“I am proud of the role of the University of Michigan in this important debate.”
– University President Mary Sue Coleman in yesterday’s campus-wide e-mail.
Psst. I have secret for just you and me.
Mary Sue Coleman and the University never wanted the Supreme Court to hear Grutter v. Bollinger and Gratz v. Bollinger. Not that you would know that from the strutting and preening that accompanied the court’s landmark decision. An Associated Press photographer caught Coleman bounding about the steps of the Supreme Court, sporting a catfish grin and basking in the vibrant blue skies of a perfect Washington morning.
The tropes most likely to appear in today’s papers if Coleman’s publicists get their way: Coleman as a modern-day Moses, the University as the New Colossus and Michigan as land of hope and glory.
All well and good, but Coleman’s pose is an intellectually dishonest one. Back in September, when the former president of the University of Iowa was just starting her tenure in Ann Arbor, when Maureen Mahoney, legal counsel brought in from Latham and Watkins, made the surprise announcement that the University would not seek to appeal its case to the nation’s highest court. “We will ask the court to deny the appeal and not to hear the case,” she blithely stated at a Sept. 18 University forum on the law suits. Instead, the University’s legal braintrust argued that you simply don’t appeal to the Supreme Court when you win at the district level. But these cases merited a different response.
A bit of context is in order. Since 1992, affirmative action programs have come under a carefully calibrated assault. The opening fusillade was launched at the University of Texas, which had its law school admissions policies struck down in Hopwood v. Texas. In Georgia, the U.S. 11th Circuit Court of Appeals struck down affirmative action in Johnson v. Board of Regents. And in Smith v. University of Washington Law School, the famously liberal 9th U.S. Circuit Court of Appeals upheld Washington’s admissions plan. With the circuits in a twist, both Texas and Washington sought an audience with the supremes, but both parties’ advances were rebuffed.

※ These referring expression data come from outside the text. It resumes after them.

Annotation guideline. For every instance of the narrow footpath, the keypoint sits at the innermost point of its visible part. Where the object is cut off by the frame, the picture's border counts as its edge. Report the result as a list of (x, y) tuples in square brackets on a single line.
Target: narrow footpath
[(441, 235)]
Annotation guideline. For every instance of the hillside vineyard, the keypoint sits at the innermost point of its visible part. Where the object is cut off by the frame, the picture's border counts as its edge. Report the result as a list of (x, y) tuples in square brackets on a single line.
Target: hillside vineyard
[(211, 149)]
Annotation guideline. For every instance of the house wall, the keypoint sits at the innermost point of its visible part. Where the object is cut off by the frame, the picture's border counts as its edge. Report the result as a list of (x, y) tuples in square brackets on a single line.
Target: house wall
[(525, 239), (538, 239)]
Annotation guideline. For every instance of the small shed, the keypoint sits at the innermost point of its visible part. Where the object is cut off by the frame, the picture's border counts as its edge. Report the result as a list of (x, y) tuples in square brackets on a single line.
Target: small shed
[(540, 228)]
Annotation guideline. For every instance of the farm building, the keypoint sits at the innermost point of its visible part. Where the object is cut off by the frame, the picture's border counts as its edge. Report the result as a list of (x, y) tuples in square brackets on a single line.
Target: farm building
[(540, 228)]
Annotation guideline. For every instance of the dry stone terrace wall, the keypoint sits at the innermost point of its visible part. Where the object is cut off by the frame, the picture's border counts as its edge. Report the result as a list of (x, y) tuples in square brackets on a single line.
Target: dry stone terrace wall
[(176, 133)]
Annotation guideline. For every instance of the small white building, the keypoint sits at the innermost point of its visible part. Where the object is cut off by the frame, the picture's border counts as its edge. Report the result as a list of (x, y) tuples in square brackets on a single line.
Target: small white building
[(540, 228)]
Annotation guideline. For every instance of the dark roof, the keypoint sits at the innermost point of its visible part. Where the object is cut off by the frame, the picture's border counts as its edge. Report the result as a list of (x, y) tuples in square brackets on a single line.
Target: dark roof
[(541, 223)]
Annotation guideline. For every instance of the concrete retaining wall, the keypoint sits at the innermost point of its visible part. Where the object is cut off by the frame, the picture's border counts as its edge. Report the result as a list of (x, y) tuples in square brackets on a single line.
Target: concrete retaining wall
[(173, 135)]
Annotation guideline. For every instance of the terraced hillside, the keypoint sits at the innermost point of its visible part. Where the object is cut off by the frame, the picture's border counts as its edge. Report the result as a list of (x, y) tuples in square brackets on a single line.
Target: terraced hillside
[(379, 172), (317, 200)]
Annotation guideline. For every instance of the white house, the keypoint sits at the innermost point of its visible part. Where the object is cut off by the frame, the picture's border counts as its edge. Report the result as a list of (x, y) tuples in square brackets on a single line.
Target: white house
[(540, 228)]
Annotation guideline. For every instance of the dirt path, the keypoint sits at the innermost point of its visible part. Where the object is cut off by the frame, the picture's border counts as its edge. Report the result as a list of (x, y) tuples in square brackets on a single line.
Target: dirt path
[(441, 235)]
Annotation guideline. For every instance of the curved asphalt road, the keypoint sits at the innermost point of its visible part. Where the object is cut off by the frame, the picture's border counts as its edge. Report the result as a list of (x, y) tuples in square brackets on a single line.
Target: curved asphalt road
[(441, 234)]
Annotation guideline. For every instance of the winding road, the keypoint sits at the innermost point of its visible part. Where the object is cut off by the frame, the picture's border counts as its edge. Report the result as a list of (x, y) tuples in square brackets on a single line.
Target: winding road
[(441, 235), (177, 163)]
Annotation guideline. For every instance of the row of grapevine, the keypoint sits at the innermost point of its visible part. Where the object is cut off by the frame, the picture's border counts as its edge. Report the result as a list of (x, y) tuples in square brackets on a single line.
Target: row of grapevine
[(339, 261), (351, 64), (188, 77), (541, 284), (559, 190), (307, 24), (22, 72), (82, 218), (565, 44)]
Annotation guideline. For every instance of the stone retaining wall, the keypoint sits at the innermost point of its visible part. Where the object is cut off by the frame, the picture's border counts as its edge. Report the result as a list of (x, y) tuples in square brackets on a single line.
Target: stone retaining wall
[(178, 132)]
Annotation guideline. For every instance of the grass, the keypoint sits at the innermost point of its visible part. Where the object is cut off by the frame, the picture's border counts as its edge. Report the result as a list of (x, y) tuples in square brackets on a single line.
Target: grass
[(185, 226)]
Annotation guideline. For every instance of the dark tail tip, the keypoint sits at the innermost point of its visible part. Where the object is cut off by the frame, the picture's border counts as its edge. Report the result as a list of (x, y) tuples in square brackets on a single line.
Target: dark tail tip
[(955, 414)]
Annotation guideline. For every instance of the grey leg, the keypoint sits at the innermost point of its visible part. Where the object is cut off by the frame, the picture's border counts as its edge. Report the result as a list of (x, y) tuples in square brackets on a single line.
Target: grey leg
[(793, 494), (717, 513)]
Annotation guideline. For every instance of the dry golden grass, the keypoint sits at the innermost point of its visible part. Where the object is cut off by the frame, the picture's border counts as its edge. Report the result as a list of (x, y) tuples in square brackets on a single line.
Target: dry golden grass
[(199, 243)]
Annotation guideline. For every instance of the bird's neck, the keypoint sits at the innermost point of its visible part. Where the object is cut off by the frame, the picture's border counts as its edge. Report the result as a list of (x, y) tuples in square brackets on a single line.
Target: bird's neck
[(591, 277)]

Academia was forced to size up the remaining field of contenders and Grutter and Gratz were unanimously viewed as the heavyweights with the best chances of upholding affirmative action at the Supreme Court. Georgia simply dropped its appeal and deferred to the University. With the circuit courts reaching irreconcilable conclusions on the constitutionality of affirmative action, the scene at the 6th Circuit Court of Appeals became nothing more than pre-fight sparring before the ultimate battle in Washington. If the University did not appeal, then a good portion of the country (not to mention that this portion, the South, is where the need for affirmative action is even more acute than Michigan) would have been left in limbo. Even as Coleman was stating that “the whole country has a stake in these cases,” the University had somehow hypnotized itself into believing that it could simply walk away from the appeals process.
In the weeks that followed the announcement, Coleman and her comrades in the Fleming Administration Building continued to support this policy – until the court’s Dec. 2 decision to grant certiorari made all this moot. But the University still incomprehensibly clings to the logic of its choice. When asked yesterday if the University had any regrets over this ill-conceived policy, University spokeswoman Julie Peterson responded that it continues to stand by its logic.
Yesterday was a proud day for the University. We were vindicated. All those fancy law firms and all that hard work. Students going sleepless nights riding on busses to Detroit, Cincinnati and, eventually, Washington. It all meant something, this dedication mattered and we have more than memories to tell our kids someday, their futures will be better for this decision. We went toe to toe with the U.S. solicitor general and the president, and guess who came out victorious. But there are still those memories from last fall, when the University administration was content to carve out a little duchy in Tennessee, Kentucky, Ohio and Michigan where affirmative action would be legal and let the rest of the country fend for itself. If the breast-beating triumphalism of our campus elders glimpsing in the sun has you feeling a trifle queasy today, don’t worry – you’re not alone.